In terms of precission, it's true that float or even doubles are more than enough to accurately pinpoint a point in fairly large space.... but when dealing with collisions, bounces, etc, the precission difference is cumulative, so fairly small precission differences can result in the initial and end states of a simulation to be radically different, depending on where in space did you perform the simulation.

Alan-FGR commented 5 years ago

The problem with fixed point is that you normally have to be able to represent very large and very small values for a physics engine, so general purpose fixed points will be a limiting factor, maybe for positions they would be fine but not for everything. That being said, physics engines (most notably 2D ) have been ported to hardware that don't support floats at all, but I'm not sure whether they had to implement some kind of software float for some situations. Physics isn't just positions, there's collision detection which deals with penetrations, possibly very small, and then these are used to calculate impulses which in turn affect velocities and such. All of that being said it sure would be cool to not have to care about all of that or workaround float point limitations (like origin shifting), and be able to do large words naively just dealing with global absolute coordinates. But then again even if that's possible it's at very least not memory/space efficient.

vpenades commented 5 years ago

Maybe a solution would be to have a dual fixed-floating pose representation, something like this:

Struct BigPose
{
    Vector3 Position;
    Integer3 Offset;
}

This structure would work like this:

In 'default' mode, the offset would represent the integer component, and the position would represent the fractional part.

But, when operating with two poses, one of the poses would be "shifted" so both offsets would match. Then you could do maths only with the position part. At the end of the operations, all offsets would be shifted back.

The engine could even detect islands of objects and adjust the offset of all of the objects to use the same offset, so the broad and narrow phase could use only the position (all calculations would be done as if the offset is the origin)

Thoughts?

Alan-FGR commented 5 years ago

Well, that sounds a lot like origin shifting except it's a global offset.
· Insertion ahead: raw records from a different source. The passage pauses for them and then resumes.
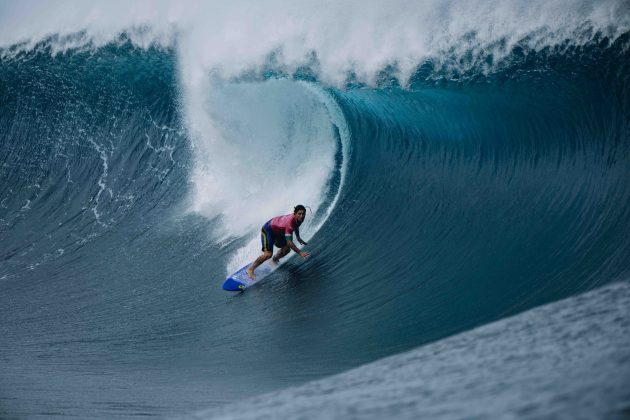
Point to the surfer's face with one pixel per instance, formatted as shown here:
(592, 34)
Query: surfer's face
(300, 215)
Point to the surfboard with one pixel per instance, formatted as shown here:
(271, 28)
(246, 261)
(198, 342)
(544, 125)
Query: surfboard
(240, 281)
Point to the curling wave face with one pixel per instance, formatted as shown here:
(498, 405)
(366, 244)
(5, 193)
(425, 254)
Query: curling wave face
(494, 180)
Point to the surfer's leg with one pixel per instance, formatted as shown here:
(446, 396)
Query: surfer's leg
(266, 238)
(264, 257)
(281, 253)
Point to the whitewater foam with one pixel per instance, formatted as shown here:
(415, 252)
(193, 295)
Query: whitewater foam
(333, 38)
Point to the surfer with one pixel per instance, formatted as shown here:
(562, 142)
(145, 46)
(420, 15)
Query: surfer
(279, 232)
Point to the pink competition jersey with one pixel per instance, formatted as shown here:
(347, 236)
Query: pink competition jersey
(284, 225)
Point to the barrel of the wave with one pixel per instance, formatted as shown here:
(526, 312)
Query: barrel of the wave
(240, 281)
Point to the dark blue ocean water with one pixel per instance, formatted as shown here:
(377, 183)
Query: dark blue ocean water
(456, 201)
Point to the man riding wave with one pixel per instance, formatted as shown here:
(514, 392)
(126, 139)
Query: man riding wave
(279, 232)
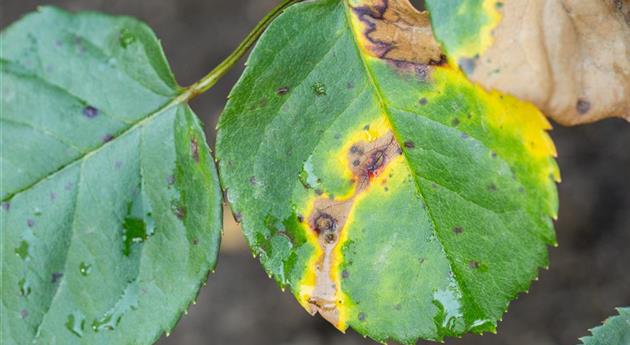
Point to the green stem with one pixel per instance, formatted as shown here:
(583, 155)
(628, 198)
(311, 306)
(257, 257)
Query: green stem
(211, 78)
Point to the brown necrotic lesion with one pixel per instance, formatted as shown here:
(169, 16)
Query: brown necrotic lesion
(394, 30)
(329, 217)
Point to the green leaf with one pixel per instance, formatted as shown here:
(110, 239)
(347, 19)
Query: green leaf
(111, 205)
(614, 331)
(464, 27)
(385, 190)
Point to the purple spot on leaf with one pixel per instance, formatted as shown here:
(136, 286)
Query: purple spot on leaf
(90, 112)
(55, 277)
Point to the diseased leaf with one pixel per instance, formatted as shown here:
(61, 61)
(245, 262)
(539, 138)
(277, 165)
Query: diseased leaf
(386, 191)
(111, 206)
(569, 58)
(614, 331)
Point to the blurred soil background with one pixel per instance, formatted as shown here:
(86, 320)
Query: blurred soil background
(589, 272)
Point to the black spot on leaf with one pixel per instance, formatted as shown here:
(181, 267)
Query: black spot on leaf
(583, 106)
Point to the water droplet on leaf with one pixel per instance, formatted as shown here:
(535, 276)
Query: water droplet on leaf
(76, 323)
(126, 38)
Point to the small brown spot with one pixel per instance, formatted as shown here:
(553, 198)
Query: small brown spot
(325, 222)
(107, 138)
(194, 149)
(583, 106)
(180, 212)
(90, 112)
(330, 237)
(55, 277)
(376, 161)
(281, 91)
(237, 216)
(468, 65)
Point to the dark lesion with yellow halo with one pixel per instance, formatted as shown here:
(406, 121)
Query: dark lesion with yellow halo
(327, 218)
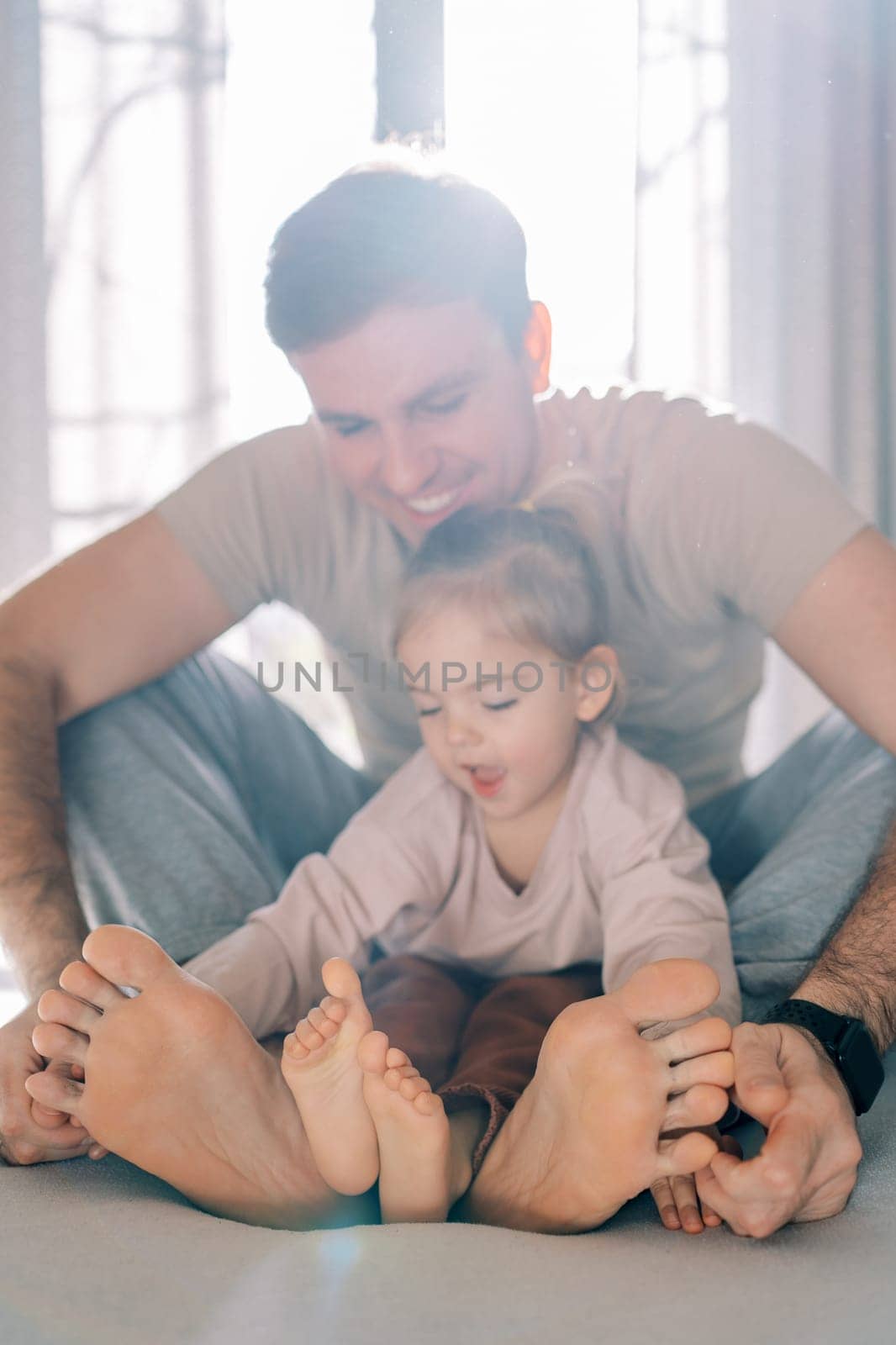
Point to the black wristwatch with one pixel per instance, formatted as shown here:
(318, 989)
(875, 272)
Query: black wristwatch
(846, 1042)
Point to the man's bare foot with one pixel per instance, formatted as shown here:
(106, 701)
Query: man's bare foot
(320, 1067)
(175, 1083)
(425, 1163)
(586, 1134)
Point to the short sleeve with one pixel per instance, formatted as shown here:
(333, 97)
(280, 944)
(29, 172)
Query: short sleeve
(728, 515)
(266, 521)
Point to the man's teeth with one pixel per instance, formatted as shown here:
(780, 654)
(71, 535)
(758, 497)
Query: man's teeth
(432, 504)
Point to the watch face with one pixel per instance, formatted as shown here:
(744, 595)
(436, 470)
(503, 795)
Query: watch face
(860, 1066)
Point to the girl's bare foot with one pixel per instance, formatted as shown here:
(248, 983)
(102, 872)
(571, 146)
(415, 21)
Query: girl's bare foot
(425, 1163)
(175, 1083)
(320, 1067)
(586, 1134)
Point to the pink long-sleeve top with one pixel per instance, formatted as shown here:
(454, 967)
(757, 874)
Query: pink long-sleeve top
(623, 880)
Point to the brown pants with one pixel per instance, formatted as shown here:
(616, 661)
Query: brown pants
(470, 1036)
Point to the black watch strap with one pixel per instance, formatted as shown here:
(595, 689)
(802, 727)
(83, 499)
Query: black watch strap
(846, 1042)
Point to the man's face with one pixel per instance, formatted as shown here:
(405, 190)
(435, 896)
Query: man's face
(425, 409)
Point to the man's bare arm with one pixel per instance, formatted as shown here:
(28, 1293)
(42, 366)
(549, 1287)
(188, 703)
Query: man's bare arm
(109, 618)
(112, 616)
(842, 632)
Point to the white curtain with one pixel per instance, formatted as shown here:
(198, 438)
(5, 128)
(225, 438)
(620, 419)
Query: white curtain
(24, 484)
(127, 205)
(813, 256)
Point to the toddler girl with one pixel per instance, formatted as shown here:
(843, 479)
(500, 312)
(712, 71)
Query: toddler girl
(522, 838)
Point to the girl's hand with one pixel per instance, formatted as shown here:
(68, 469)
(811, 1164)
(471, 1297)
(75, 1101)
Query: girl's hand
(677, 1200)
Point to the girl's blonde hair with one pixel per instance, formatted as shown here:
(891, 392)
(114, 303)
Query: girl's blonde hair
(529, 564)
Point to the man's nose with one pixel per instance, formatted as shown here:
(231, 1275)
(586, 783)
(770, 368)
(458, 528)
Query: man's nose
(405, 466)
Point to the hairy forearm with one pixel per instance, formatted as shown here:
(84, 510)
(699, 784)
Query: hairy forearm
(856, 973)
(40, 921)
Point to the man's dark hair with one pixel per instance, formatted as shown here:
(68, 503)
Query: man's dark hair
(383, 235)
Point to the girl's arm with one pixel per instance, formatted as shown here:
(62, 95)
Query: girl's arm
(656, 894)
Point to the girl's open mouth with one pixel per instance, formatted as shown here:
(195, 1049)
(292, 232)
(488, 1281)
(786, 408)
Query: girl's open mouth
(486, 780)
I think in the end it really comes down to whether you need to simulate a large area (with fine precision ofc)... of the physics engines I know only a single one (Newton) allows that, all the other ones, including the ones used in most AAA games (Bullet, PhysX, Havok, and the obsolete ones like ODE) only support single precision but that doesn't prevent you from having large and potentially infinite worlds if you don't need to simulate a large area at once. PhysX and Havok provide you tools to manage that, iirc Havok even has some doubles API so in practice you can work with doubles but internally it's origin shifted floats. These solutions work for most games because they only simulate a small area around the player. Please note that floats are reasonably precise (for a FPS scale game at 1unit=1m) up to a few kilometers from origin, but most open world games, for example say Bethesda's simulate only a much smaller area (few hundred meters at most). Double precision certainly would be nice to have, but it's a bit of an edge case. They're only really necessary for space games in which you need fine precision too (say FPS gameplay inside ships). For other popular use cases single precision is better in absolutely all technical aspects.

mcmonkey4eva commented 5 years ago

In my own use case, any sub-islands type of solution would work - multiplayer open world setup. Any player only needs to simulate the area around them, but the server needs to simulate everything everywhere. So if player 1 is 5 kilometers west of the origin, and player 2 is 10 kilometers east, that'd be a tough situation for single precision normally, but double precision can handle it (I'm currently using BEPUv1 modded to double precision) and separating the various areas into islands would suffice as well (though there's some worry about the odd case of 50 or 100 or whatever players standing as far apart as they can while still sharing a simulation island, causing the farthest edges of the mega-island to have trouble ... clearly a weird edge case, but I like thinking about every possible case).

Alan-FGR commented 5 years ago

Yes, at 10km from origin you start getting problems with single precision. For server-based physics unless you can design the game world with such limitations in mind (say split into different geographically disconnected areas of about ~100km², and simulate those in independent physics worlds), double precision really is the most reasonable solution, especially because you have control of the hardware. Local simulation could be a problem though, in my tests unless you bump up the simulation quality (like iterations) objects will get out of sync rather quickly if you're comparing two areas with different origin shifts. I can only imagine local simulation using floats and server using doubles being much worse than that.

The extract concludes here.